O meu filho deixou o seu local de nascimento aos dez dias de idade. Se algum dia for famoso (os deuses o livrem!) será bem ridículo que lhe erijam uma estátua no sítio onde nasceu! Se desde há muitos séculos a mobilidade permite ao Homem distanciar-se da sua Terra, hoje temos também a possibilidade de mudar de nacionalidade e/ou de acumular duas – dependendo da lei dos países - sem desprimor afectivo de nenhuma. O sentimento telúrico é cada vez mais isso mesmo: um sentimento e não uma fatalidade do destino.
Como pessoa (a palavra cidadã anda muito desgastada, que diriam os gregos se vissem o uso que lhe deram?) desgosta-me que sejamos muitas vezes distraídos pelo local de nascimento dos outros para ajuizar das suas capacidades analíticas e até emocionais.

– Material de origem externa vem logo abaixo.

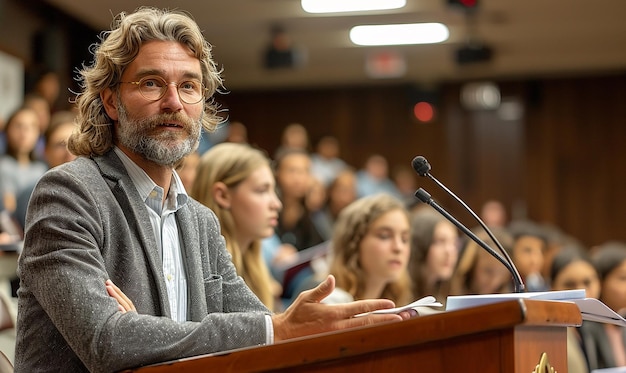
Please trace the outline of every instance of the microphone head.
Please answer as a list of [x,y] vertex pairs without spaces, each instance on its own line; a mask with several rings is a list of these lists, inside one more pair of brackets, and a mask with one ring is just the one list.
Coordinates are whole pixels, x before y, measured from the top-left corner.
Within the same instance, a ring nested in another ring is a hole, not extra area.
[[417,174],[420,176],[426,176],[430,171],[430,163],[428,163],[426,158],[422,157],[421,155],[413,158],[411,165],[413,166],[415,172],[417,172]]

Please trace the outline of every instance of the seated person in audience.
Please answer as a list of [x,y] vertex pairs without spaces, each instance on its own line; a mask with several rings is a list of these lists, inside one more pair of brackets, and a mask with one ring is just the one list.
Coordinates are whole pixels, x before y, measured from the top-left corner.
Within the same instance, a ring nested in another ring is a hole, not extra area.
[[[67,149],[67,139],[76,126],[76,114],[71,111],[58,111],[50,119],[50,125],[44,133],[44,157],[48,168],[54,168],[69,162],[76,156]],[[39,180],[37,180],[39,181]],[[24,228],[26,208],[36,182],[24,188],[17,196],[15,219]]]
[[430,206],[411,212],[409,272],[416,299],[432,295],[445,305],[459,258],[459,232]]
[[17,196],[37,182],[48,166],[35,156],[39,118],[32,109],[20,108],[6,124],[7,152],[0,156],[0,193],[10,213],[17,208]]
[[313,212],[312,219],[324,240],[330,240],[337,216],[344,207],[356,200],[356,175],[346,168],[330,183],[326,190],[326,203]]
[[519,271],[526,291],[546,291],[548,284],[542,276],[548,238],[541,226],[533,221],[518,220],[509,224],[513,235],[511,259]]
[[290,123],[280,136],[280,146],[276,149],[274,158],[284,150],[302,150],[309,153],[309,131],[300,123]]
[[[587,298],[600,296],[600,279],[585,248],[563,247],[553,258],[550,268],[551,290],[585,289]],[[584,321],[583,324],[592,323]],[[579,328],[567,328],[567,369],[570,373],[588,373],[589,365],[582,349]]]
[[213,146],[200,159],[191,197],[217,215],[237,274],[274,310],[281,294],[261,255],[261,238],[274,233],[282,204],[276,195],[270,160],[237,143]]
[[311,188],[311,159],[302,149],[285,148],[274,159],[278,195],[283,209],[278,217],[276,234],[281,242],[298,250],[324,241],[313,224],[306,197]]
[[485,202],[480,209],[480,217],[487,227],[506,227],[508,225],[506,207],[498,200]]
[[357,195],[369,196],[376,193],[389,193],[402,198],[396,184],[389,177],[389,163],[380,154],[372,154],[365,160],[363,168],[356,173]]
[[409,214],[402,201],[381,193],[350,204],[339,214],[329,254],[336,287],[322,302],[412,302],[410,240]]
[[325,187],[328,187],[337,175],[348,167],[339,155],[339,140],[330,135],[320,138],[315,152],[311,154],[311,173]]
[[[602,303],[626,315],[626,244],[606,242],[594,252],[592,261],[600,277]],[[580,327],[589,369],[626,366],[626,328],[585,321]]]
[[78,158],[29,204],[18,263],[18,372],[112,372],[409,318],[386,299],[320,301],[329,276],[272,313],[237,275],[206,206],[174,167],[222,119],[211,47],[183,12],[115,18],[80,71]]
[[[504,228],[492,228],[494,237],[507,254],[511,255],[513,237]],[[476,234],[489,247],[499,253],[498,246],[485,231]],[[500,254],[500,253],[499,253]],[[500,254],[500,257],[504,255]],[[451,295],[510,293],[513,289],[511,272],[487,250],[468,239],[461,250],[459,261],[450,284]]]

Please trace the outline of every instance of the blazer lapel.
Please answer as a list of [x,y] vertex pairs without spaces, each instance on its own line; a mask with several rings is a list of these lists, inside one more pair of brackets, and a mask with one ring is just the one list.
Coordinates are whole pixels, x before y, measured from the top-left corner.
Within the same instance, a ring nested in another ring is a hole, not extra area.
[[204,275],[202,271],[202,257],[198,237],[197,220],[193,219],[189,206],[183,206],[176,212],[178,231],[182,237],[182,254],[185,258],[185,273],[187,275],[187,314],[191,321],[200,321],[207,315],[207,305],[203,301]]
[[130,176],[128,176],[124,164],[113,150],[101,157],[94,157],[94,161],[100,167],[101,173],[120,208],[124,210],[130,229],[134,230],[139,237],[138,240],[152,273],[152,279],[149,280],[153,281],[159,295],[159,302],[155,304],[155,307],[163,316],[171,317],[167,288],[163,278],[163,261],[161,253],[155,249],[158,246],[152,231],[150,217],[146,211],[146,205],[141,200]]

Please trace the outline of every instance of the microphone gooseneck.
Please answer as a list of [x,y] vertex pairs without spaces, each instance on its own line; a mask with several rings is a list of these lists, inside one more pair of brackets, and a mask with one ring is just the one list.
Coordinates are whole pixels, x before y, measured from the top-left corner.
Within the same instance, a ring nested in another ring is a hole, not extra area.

Toda a guerrilha que se baseie na naturalidade é fruto de um espírito de bairro, portanto, de uma mesquinhice que não deixou o empedrado recente da sua rua para se abrir a outras plataformas de diálogo mais amplas. Não podemos ver a árvore, ignorando a floresta, e depois usar palavras como “cosmopolitismo”; é como usar sapatos de outra pessoa para uma festa e não dançar com medo.
O amor à nossa terra é muito bom e até muito desejável, mas não quando nos venda os olhos à universalidade do sentir e do pensar. Antes deve essa paixão primeira ser a base que sustenta o amor pelo mundo em toda a concepção humanista.